Infortuni e malattie professionali in Italia nel 2022
Per quanto riguarda l’Italia, i dati resi noti recentemente dall’Inail relativi ai primi otto mesi del 2022 riportano 484.561 denunce di infortunio sul lavoro presentate all’Istituto tra gennaio e agosto (+38,7% rispetto allo stesso periodo del 2021), 677 delle quali con esito mortale (-12,3%). Rispetto all’analogo periodo del 2021, dunque, l’Inail registra «un deciso aumento» delle denunce di infortunio («dovuto in parte al più elevato numero di denunce di infortunio da Covid-19 e in parte alla crescita degli infortuni “tradizionali”»), un calo di quelle mortali («per il notevole minor peso delle morti da contagio, a cui si contrappone però il contestuale incremento dei decessi “tradizionali”») e una crescita delle patologie di origine professionale denunciate, che sono state 39.367 (+7,9%).
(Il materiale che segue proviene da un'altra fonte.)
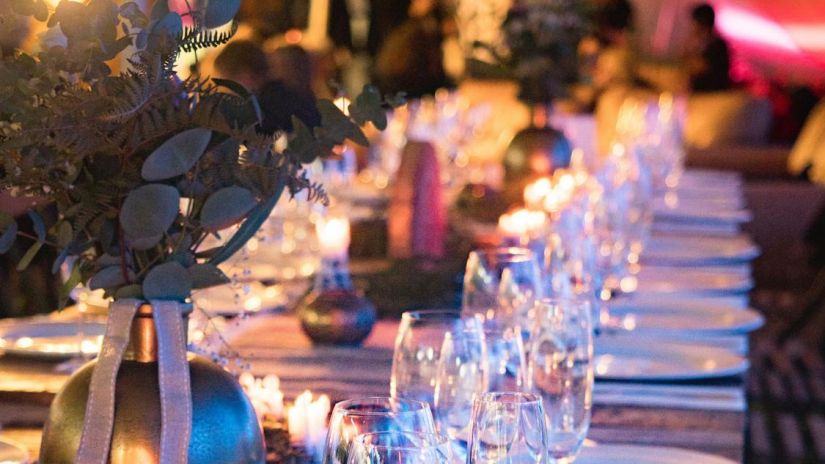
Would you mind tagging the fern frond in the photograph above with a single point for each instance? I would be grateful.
(192, 39)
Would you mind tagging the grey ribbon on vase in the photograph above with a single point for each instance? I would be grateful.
(173, 372)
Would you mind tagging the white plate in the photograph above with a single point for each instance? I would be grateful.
(637, 454)
(664, 300)
(52, 339)
(699, 250)
(689, 281)
(661, 227)
(701, 320)
(230, 300)
(627, 359)
(12, 453)
(697, 212)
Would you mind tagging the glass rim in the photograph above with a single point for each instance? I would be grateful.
(524, 254)
(438, 439)
(417, 406)
(432, 314)
(516, 397)
(558, 300)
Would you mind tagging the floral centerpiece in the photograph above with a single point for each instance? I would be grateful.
(141, 167)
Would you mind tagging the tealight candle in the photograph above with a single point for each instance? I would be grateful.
(334, 236)
(264, 394)
(307, 420)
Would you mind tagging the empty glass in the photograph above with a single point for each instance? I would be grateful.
(560, 370)
(377, 414)
(399, 448)
(501, 285)
(508, 427)
(418, 348)
(461, 375)
(506, 359)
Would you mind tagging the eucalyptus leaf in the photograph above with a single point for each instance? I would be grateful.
(367, 107)
(250, 226)
(336, 126)
(9, 227)
(226, 207)
(41, 10)
(75, 277)
(61, 258)
(39, 226)
(207, 275)
(27, 258)
(149, 211)
(64, 233)
(132, 12)
(177, 155)
(110, 277)
(236, 87)
(302, 144)
(168, 281)
(159, 9)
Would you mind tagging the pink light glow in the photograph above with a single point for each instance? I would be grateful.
(746, 26)
(808, 36)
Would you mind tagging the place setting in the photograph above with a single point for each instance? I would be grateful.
(358, 232)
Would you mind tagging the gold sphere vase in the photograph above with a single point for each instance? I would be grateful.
(225, 428)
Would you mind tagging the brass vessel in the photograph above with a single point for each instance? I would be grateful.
(224, 426)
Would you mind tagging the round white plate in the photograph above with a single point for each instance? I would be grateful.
(12, 453)
(637, 454)
(627, 359)
(698, 213)
(699, 250)
(705, 321)
(691, 280)
(231, 300)
(52, 339)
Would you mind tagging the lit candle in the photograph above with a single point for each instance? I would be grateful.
(334, 237)
(535, 192)
(520, 225)
(264, 394)
(307, 421)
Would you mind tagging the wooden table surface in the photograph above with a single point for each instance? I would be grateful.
(275, 344)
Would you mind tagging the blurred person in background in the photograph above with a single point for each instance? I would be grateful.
(609, 57)
(245, 62)
(707, 57)
(411, 59)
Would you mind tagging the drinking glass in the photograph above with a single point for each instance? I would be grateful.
(399, 448)
(461, 375)
(560, 370)
(506, 358)
(501, 284)
(418, 349)
(376, 414)
(508, 427)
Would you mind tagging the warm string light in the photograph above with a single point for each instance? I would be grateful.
(334, 236)
(521, 224)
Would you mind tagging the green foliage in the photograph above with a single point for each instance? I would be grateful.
(542, 37)
(115, 154)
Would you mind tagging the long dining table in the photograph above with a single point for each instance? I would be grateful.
(707, 415)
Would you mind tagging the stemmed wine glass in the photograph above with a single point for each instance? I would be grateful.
(508, 427)
(462, 374)
(501, 285)
(418, 347)
(369, 415)
(561, 371)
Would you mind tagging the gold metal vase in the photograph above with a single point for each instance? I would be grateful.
(224, 426)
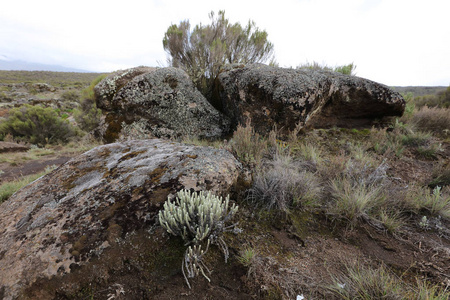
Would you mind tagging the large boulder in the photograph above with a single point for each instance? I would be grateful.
(161, 102)
(272, 96)
(91, 205)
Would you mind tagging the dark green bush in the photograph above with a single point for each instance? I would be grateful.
(73, 96)
(88, 116)
(36, 125)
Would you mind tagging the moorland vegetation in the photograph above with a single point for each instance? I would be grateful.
(393, 181)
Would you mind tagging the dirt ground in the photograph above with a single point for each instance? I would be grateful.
(299, 254)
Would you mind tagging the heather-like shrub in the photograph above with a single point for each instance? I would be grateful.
(36, 125)
(284, 183)
(433, 119)
(202, 51)
(88, 116)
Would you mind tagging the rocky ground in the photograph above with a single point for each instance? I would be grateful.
(117, 250)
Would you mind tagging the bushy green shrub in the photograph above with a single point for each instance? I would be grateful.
(344, 69)
(88, 116)
(433, 119)
(204, 50)
(36, 125)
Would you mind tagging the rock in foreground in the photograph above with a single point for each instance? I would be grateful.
(85, 207)
(314, 98)
(156, 102)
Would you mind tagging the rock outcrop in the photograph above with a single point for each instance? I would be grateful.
(284, 97)
(160, 102)
(68, 218)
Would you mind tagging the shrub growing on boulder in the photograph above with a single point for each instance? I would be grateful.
(197, 217)
(204, 50)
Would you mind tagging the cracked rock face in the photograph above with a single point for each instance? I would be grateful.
(62, 220)
(284, 97)
(156, 102)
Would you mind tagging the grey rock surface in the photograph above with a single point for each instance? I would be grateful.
(273, 96)
(86, 206)
(159, 102)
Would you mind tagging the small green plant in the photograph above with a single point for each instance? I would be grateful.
(392, 221)
(246, 256)
(70, 95)
(433, 119)
(248, 145)
(365, 283)
(284, 183)
(196, 218)
(36, 125)
(361, 282)
(436, 203)
(354, 201)
(7, 189)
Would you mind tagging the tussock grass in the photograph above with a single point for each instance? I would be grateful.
(435, 202)
(433, 119)
(360, 282)
(284, 183)
(248, 145)
(354, 201)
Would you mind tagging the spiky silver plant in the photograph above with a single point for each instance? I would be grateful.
(197, 217)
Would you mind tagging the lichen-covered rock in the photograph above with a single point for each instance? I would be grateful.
(159, 102)
(280, 97)
(106, 89)
(85, 207)
(12, 147)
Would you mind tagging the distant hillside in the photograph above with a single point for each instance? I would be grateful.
(53, 78)
(419, 90)
(19, 65)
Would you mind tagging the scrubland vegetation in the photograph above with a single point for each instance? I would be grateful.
(344, 178)
(351, 178)
(392, 180)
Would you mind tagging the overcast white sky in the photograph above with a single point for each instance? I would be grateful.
(395, 42)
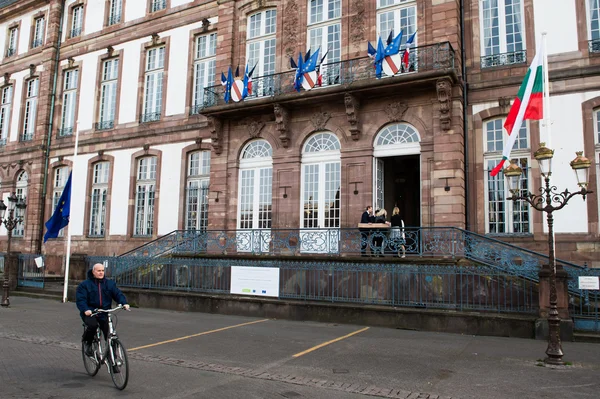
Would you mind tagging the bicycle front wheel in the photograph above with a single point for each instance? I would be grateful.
(119, 368)
(91, 363)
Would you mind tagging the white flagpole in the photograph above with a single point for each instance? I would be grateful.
(68, 262)
(547, 121)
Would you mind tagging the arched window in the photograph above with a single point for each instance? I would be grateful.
(321, 181)
(196, 197)
(21, 192)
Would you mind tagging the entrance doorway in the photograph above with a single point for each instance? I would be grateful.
(398, 183)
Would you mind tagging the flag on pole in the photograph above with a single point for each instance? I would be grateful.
(527, 105)
(60, 217)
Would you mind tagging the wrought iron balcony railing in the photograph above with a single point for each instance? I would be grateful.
(150, 117)
(76, 32)
(422, 59)
(65, 131)
(105, 125)
(594, 46)
(37, 43)
(517, 57)
(114, 19)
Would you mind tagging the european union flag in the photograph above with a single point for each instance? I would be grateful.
(60, 217)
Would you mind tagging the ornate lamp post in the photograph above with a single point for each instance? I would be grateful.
(10, 222)
(550, 200)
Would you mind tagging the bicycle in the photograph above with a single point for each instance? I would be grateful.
(114, 355)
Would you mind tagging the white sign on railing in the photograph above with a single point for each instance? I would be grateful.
(589, 283)
(260, 281)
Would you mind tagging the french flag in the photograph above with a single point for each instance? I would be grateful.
(405, 56)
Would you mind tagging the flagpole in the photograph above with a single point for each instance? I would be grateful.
(68, 261)
(547, 121)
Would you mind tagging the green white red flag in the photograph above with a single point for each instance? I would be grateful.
(527, 105)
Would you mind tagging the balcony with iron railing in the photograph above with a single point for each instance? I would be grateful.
(494, 60)
(426, 63)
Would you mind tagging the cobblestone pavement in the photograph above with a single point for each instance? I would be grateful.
(228, 357)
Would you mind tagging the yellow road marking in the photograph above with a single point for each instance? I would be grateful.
(314, 348)
(195, 335)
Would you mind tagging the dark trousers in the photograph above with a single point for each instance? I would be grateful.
(91, 325)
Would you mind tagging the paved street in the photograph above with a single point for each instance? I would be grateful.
(196, 355)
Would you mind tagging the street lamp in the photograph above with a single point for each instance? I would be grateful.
(10, 222)
(544, 202)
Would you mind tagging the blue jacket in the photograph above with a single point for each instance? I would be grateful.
(88, 298)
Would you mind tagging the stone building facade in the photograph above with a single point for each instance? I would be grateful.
(159, 150)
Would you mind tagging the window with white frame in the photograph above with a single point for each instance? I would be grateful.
(100, 178)
(504, 216)
(21, 192)
(67, 122)
(502, 32)
(108, 94)
(204, 68)
(321, 179)
(115, 12)
(60, 180)
(153, 84)
(13, 36)
(196, 192)
(39, 30)
(144, 196)
(260, 50)
(5, 108)
(255, 186)
(324, 30)
(31, 100)
(77, 21)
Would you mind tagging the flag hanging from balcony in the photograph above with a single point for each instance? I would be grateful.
(527, 105)
(60, 217)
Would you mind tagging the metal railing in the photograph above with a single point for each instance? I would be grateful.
(425, 58)
(516, 57)
(468, 288)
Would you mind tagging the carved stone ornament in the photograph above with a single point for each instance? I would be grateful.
(444, 91)
(319, 120)
(395, 111)
(282, 118)
(215, 125)
(290, 28)
(352, 112)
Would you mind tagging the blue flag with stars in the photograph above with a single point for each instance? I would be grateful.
(60, 217)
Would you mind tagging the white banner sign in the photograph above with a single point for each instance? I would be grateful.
(589, 283)
(261, 281)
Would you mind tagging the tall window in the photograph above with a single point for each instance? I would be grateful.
(153, 82)
(60, 179)
(5, 108)
(204, 68)
(108, 94)
(502, 39)
(98, 201)
(77, 21)
(115, 12)
(504, 216)
(144, 196)
(21, 192)
(321, 179)
(324, 27)
(67, 123)
(13, 36)
(38, 32)
(196, 192)
(260, 49)
(31, 96)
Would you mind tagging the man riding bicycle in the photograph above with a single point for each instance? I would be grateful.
(97, 293)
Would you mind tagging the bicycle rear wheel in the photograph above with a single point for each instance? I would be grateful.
(91, 364)
(119, 370)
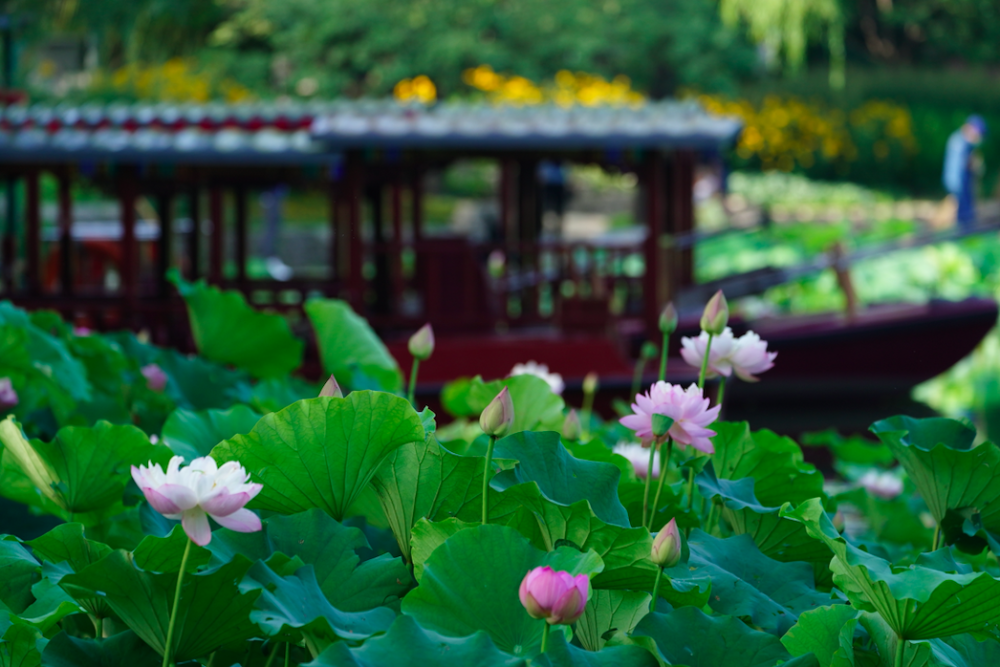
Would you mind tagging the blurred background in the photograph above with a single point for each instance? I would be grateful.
(846, 110)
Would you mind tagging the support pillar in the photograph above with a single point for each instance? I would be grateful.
(65, 231)
(33, 229)
(216, 250)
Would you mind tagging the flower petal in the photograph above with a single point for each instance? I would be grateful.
(195, 523)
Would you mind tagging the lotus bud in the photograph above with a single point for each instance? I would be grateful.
(156, 379)
(667, 546)
(716, 315)
(8, 397)
(556, 596)
(331, 388)
(668, 319)
(421, 344)
(498, 416)
(571, 426)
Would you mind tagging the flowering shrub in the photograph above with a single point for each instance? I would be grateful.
(349, 528)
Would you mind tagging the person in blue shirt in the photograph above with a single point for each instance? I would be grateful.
(960, 167)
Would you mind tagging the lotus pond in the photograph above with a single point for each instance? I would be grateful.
(216, 510)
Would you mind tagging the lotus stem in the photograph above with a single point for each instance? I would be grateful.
(649, 479)
(486, 480)
(663, 358)
(168, 649)
(656, 590)
(664, 462)
(410, 395)
(704, 363)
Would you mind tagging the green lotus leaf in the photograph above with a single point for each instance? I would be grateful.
(349, 349)
(559, 476)
(322, 452)
(212, 610)
(470, 583)
(918, 602)
(313, 538)
(191, 433)
(227, 330)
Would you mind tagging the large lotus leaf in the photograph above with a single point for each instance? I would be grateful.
(776, 537)
(625, 551)
(470, 583)
(686, 636)
(948, 473)
(322, 452)
(774, 462)
(406, 644)
(536, 407)
(191, 433)
(424, 480)
(212, 610)
(124, 649)
(84, 469)
(294, 605)
(745, 582)
(559, 477)
(313, 538)
(349, 348)
(18, 572)
(227, 330)
(918, 602)
(22, 645)
(608, 612)
(819, 631)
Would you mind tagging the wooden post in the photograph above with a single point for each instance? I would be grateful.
(65, 231)
(398, 284)
(127, 193)
(241, 237)
(194, 238)
(652, 285)
(164, 211)
(216, 250)
(33, 229)
(354, 193)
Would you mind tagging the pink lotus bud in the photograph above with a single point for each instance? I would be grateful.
(883, 485)
(688, 408)
(571, 426)
(8, 397)
(156, 379)
(331, 388)
(716, 314)
(421, 344)
(668, 319)
(558, 597)
(201, 490)
(498, 415)
(667, 546)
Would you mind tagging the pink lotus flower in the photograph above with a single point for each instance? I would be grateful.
(558, 597)
(200, 489)
(8, 397)
(883, 485)
(156, 379)
(746, 356)
(688, 408)
(638, 457)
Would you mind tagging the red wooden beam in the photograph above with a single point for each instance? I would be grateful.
(33, 229)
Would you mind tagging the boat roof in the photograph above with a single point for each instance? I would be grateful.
(296, 134)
L’incremento degli infortuni nei primi otto mesi del 2022 rispetto al 2021 ha riguardato sia i casi avvenuti in occasione di lavoro, passati da 303.628 a 429.161 (+41,3%), sia di quelli verificatisi nel tragitto tra l’abitazione e il posto di lavoro, con un aumento del 20,9%, da 45.821 a 55.400. Un aumento legato sia alla componente femminile, con un +63,4% (da 125.049 a 204.383 denunce), sia a quella maschile, che presenta un +24,9% (da 224.400 a 280.178). Che ha interessato sia i lavoratori italiani (+41,3%), sia quelli stranieri extracomunitari (+27,7%) e comunitari (+23,5%) e con incrementi in tutte le fasce d’età, anche se quasi la metà dei casi riguarda la classe 40-59 anni.